# Default Gateway offline (according to MSN)



## Sam` (Aug 11, 2009)

Well i got back from being away for the week end to discover when i turned my computer on it didn't want to sign into MSN so i pressed troubleshoot and it told me my default gateway was offline.

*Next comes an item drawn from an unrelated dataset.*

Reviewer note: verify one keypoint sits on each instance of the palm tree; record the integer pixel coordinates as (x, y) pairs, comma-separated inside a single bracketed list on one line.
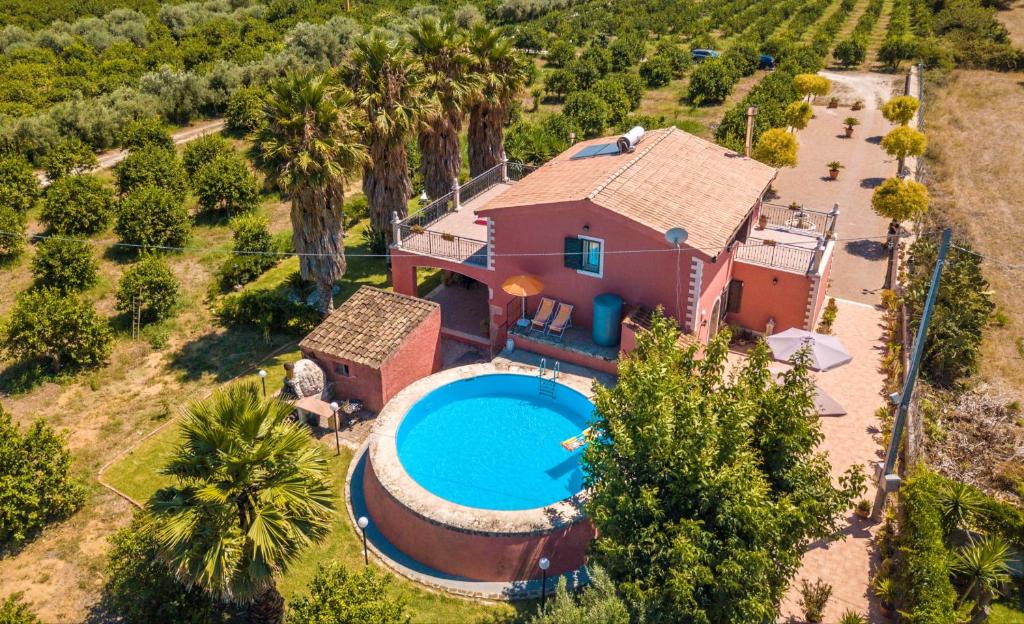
[(388, 84), (450, 81), (503, 75), (307, 147), (983, 566), (253, 490)]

I then tried to open Mozilla firefox which was unable to connect, I then tried xchat (IRC software) which didn't work (i got a message saying "* Connection failed. Error: An attempt was made to access a socket in a way forbidden by its access permissions" i don't know if it will help).

I then tried Internet Explorer which did work and is how i'am posting this. 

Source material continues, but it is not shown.